Petugas TransJakarta Tak Wajib Pakai Masker, Kecuali yang Sakit

Beritakota.id, Jakarta -  Berita mengejutkan mengenai dua warga Depok positif Coronavirus atau Covid-19 di salah satu rumah sakit di wilayah Jakarta, artinya lampu kuning buat warga Ibu Kota untuk melakukan tindakan-tindakan mitigasi baik perorangan maupun secara bersama-sama.

Sebagai penyedia layanan transportasi publik terbesar megapolitan, PT Transjakarta merespon fenomena tersebut dengan langkah-langkah mitigasi untuk mencegah sekaligus melindungi para penumpangnya.

Bukan hanya penumpang, akan tetapi seluruh karyawan baik manajemen maupun yang ada di lapangan diberikan fasilitas agar terhindar dari penyebaran virus mematikan itu.

"Yang jelas kami sudah imbau jajaran TransJakarta agar selalu jaga kesehatan," kata Pelaksana Tugas (Plt) Direktur Utama (Dirut) merangkap Direktur Tehnik & Fasilitas TransJakarta, Yoga Adiwinarno, saat wawancara dengan RRI, Senin (2/3/2020) malam.

Langkah pencegahan agar tidak tertular atau terjangkit Covid-19 adalah menjaga kekebalan tubuh. Caranya, tubuh harus selalu sehat dengan cara meningkatkan pola hidup bersih serta makan teratur agar tidak mudah terserang virus atau kuman-kuman yang nantinya dapat berujung tertular Coronavirus.

TransJakarta mengimbau pelanggan atau para karyawannya agar selalu cuci tangan dengan cairan antiseptik sebelum masuk halte TransJakarta. Dan jika merasa tidak sehat entah karena batuk atau pilek (flu), bisa meminta fasilitas masker gratis di halte atau koridor.

"Petugas kebersihan disediakan Alat Pelindung Diri (APD) seperti masker dan sarung tangan karet. Itu guna memastikan mereka tidak langsung bersentuhan dengan hand grip dan tiang," ujarnya menambahkan.

Akan tetapi, Yoga memastikan, hand grip maupun tiang pegangan di dalam bus TransJakarta aman untuk siapapun, dari penumpang, petugas halte dan kebersihan yang ada di halte. Karena manajemen TransJakarta memastikan kebersihan dan sterilisasi interior armada setiap hari.

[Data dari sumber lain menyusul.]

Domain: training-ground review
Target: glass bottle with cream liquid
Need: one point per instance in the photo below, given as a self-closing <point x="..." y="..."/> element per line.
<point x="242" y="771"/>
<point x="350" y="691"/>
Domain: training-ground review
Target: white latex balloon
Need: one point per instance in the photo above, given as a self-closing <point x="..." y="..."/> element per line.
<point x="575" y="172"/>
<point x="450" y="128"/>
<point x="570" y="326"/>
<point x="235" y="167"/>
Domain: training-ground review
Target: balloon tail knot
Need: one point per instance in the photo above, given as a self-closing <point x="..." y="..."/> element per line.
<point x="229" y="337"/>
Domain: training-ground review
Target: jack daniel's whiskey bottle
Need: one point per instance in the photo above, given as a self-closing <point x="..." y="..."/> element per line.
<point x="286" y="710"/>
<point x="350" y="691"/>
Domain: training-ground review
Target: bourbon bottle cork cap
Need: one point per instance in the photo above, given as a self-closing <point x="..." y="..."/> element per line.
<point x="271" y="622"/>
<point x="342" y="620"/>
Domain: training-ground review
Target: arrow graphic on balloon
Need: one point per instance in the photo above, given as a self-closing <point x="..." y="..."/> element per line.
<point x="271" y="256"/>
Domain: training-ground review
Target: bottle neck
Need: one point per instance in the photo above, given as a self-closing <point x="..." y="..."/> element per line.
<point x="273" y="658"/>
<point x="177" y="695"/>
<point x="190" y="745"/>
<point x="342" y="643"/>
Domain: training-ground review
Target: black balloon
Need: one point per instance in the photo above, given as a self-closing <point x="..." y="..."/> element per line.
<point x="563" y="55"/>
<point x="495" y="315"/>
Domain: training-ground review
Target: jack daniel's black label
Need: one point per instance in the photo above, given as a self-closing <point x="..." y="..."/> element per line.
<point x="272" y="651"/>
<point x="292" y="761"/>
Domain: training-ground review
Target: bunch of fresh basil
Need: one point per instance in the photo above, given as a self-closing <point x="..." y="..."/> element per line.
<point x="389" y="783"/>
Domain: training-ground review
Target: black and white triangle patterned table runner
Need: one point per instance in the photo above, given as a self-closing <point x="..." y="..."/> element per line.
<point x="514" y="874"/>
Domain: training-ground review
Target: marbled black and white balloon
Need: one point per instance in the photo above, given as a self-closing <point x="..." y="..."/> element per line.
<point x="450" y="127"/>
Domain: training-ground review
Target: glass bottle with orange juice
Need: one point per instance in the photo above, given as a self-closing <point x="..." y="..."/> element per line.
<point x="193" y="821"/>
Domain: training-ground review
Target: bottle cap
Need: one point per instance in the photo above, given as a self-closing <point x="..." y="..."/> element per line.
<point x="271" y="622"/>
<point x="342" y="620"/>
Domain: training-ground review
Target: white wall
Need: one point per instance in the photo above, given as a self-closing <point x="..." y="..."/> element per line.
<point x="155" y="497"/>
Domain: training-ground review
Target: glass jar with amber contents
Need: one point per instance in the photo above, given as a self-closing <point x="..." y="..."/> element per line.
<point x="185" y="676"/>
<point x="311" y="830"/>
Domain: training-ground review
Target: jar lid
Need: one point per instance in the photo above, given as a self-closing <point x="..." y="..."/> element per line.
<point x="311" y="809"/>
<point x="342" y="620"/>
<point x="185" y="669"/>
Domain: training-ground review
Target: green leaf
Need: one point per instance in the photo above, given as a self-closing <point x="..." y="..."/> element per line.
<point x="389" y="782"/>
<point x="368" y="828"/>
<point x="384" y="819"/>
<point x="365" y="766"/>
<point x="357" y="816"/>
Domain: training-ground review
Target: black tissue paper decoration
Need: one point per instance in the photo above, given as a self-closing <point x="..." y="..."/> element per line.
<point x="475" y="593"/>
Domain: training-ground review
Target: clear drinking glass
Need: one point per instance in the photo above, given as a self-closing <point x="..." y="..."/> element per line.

"Jadi kami juga fokus interior bus, seperti hand grip maupun tiang-tiang di dalam bus. Mulai malam ini saat pencucian rutin, kami siapkan cairan disinfektan," kata Yoga lagi.

Mulai Senin malam, menjelang operasional Selasa pagi dan seterusnya, interior bus TransJakarta dibersihkan dengan cairan disinfektan, terutama bagian hand grip, tiang, bangku serta lantai. Hal itu dilakukan agar bersih dan steril dari kuman-kuman dan virus penyakit.

"Hand grip dan tiang itu jadi fokus utama, karena selalu dipegang penumpang secara bergantian," tambahnya.

Bukan hanya di Depo saja interior bus dibersihkan. Menurut Yoga, saat di halte bus nantinya setiap hari, petugas akan rutin menyeka hand grip dan tiang pegangan di dalam bus dengan cairan disinfektan agar selalu steril untuk dipegang penumpang.

"Jadi di Depo, interior dibersihkan cairan disinfektan seluruhnya. Sedangkan nanti di lokasi, di setiap halte, fokus hanya hand grip dan tiang dalam bus saja. Begitu terus dilakukan," tandasnya.